Lil BUB, as Bridavsky soon named her, clicked immediately with the Internet. The first photo of BUB that Bridavsky shared went viral. He created a Tumblr account of BUB photos, and it, too, became wildly popular. The cat's tongue began to stick out, making her look like a tiny, tabby Boston Terrier that's constantly panting. Managers and merchandisers began to call, hoping to license the cat's image and send her on meet-and-greet tours around the world. Shepherd even named BUB the second "most important cat of 2012."

But just before her first birthday, BUB's health began to disintegrate rapidly. Finally, a doctor diagnosed her with osteopetrosis, a rare hereditary condition in which the bones become simultaneously dense and weak.

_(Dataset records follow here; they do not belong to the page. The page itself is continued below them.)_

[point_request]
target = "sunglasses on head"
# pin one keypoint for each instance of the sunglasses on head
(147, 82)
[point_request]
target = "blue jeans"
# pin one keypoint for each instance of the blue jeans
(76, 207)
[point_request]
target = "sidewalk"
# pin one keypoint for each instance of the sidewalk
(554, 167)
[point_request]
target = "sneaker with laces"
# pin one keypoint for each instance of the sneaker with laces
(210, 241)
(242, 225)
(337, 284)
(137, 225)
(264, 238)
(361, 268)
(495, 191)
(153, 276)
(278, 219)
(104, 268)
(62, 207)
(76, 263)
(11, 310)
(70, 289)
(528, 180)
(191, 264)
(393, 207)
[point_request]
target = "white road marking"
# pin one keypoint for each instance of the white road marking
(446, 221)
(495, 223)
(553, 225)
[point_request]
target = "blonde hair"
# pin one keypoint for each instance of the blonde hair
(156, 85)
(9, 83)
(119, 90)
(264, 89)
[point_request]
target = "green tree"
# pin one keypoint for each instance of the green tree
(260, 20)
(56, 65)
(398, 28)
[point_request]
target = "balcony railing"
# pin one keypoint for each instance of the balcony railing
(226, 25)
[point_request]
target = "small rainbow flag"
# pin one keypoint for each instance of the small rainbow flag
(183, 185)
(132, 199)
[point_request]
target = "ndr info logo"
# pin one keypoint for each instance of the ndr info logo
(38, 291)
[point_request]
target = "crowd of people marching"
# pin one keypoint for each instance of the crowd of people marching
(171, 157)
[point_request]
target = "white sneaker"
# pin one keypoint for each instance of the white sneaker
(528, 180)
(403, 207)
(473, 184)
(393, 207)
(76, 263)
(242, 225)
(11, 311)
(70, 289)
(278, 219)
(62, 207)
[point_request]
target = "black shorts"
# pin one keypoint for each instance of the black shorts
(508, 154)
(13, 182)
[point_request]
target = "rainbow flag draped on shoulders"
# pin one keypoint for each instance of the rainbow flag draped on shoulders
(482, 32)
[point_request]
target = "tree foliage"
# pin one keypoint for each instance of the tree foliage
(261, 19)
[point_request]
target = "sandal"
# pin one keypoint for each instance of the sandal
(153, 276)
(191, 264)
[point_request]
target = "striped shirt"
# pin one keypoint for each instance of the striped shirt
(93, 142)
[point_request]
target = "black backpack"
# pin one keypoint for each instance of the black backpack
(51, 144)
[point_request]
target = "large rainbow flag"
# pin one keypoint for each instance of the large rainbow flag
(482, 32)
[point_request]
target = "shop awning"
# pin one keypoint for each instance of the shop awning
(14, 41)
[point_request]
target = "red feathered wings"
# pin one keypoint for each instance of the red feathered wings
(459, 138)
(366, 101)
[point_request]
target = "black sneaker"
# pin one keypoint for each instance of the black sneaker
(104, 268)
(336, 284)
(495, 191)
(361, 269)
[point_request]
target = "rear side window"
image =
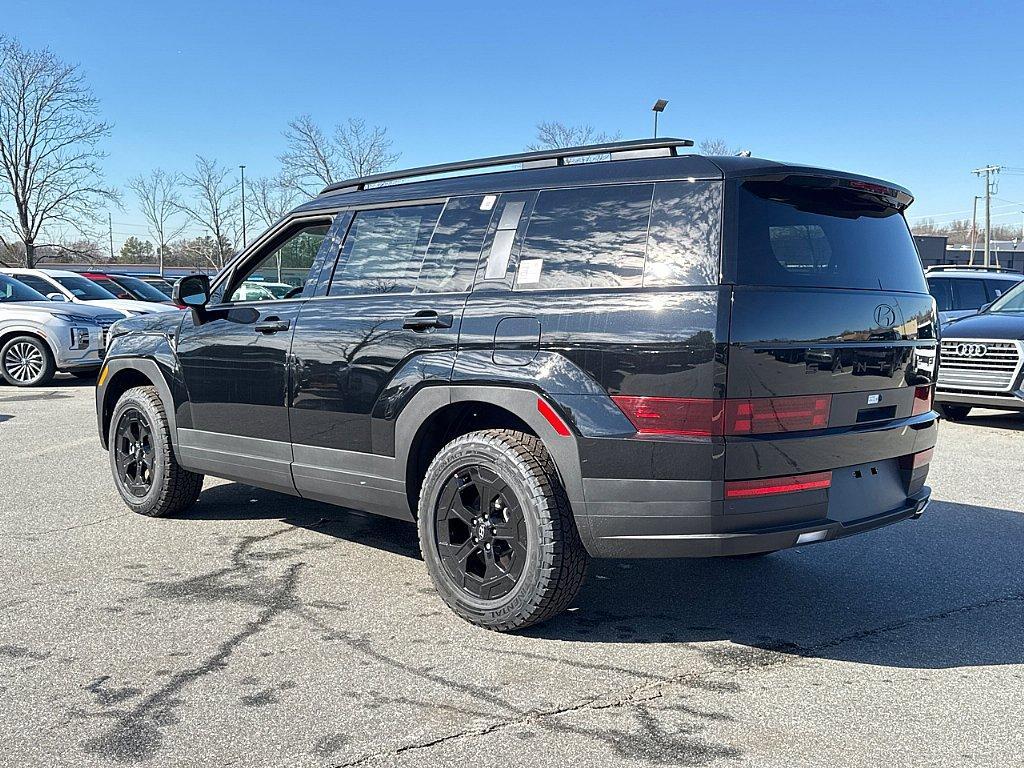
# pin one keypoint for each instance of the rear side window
(384, 250)
(684, 243)
(796, 236)
(939, 288)
(593, 237)
(455, 248)
(969, 294)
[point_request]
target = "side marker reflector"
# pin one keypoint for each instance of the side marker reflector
(552, 418)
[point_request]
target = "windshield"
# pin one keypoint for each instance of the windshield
(1011, 301)
(11, 290)
(822, 238)
(141, 290)
(85, 289)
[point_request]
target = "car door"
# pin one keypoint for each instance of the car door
(387, 325)
(235, 361)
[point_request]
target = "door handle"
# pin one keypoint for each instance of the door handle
(427, 318)
(272, 326)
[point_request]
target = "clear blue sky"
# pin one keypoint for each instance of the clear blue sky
(915, 92)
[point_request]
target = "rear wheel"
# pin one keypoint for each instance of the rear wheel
(27, 361)
(953, 413)
(145, 472)
(497, 531)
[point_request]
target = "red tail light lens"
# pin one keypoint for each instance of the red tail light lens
(773, 485)
(916, 461)
(766, 415)
(679, 416)
(922, 400)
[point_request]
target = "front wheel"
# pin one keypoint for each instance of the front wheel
(952, 413)
(497, 531)
(27, 361)
(145, 471)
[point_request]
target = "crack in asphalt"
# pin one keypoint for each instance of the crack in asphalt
(765, 656)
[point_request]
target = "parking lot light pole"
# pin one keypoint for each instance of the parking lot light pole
(243, 168)
(657, 109)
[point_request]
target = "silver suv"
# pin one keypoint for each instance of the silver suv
(39, 337)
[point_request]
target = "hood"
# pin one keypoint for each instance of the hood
(128, 305)
(987, 326)
(78, 312)
(158, 323)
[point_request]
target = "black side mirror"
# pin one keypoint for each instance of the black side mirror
(192, 291)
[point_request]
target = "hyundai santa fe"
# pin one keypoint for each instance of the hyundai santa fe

"As a kitten, she was super playful, but as she got older, I noticed that she was having a harder time moving. Her bones were growing more deformed," Bridavsky says. "When it got so bad that she could barely walk at all, one specialist told us that it was only going to get worse, that we'd have to put her down soon. It sucked."

But her fans started recommending alternative cures. One suggested reiki, an Asian practice of spiritual energy healing. It helped. And another fan that met Lil BUB at a meet-and-greet said that her veterinarian neighbor had treated an elderly dog with arthritis with the help of an Assisi Loop, a ring that produces a targeted electromagnetic field. It's used to reduce swelling and pain.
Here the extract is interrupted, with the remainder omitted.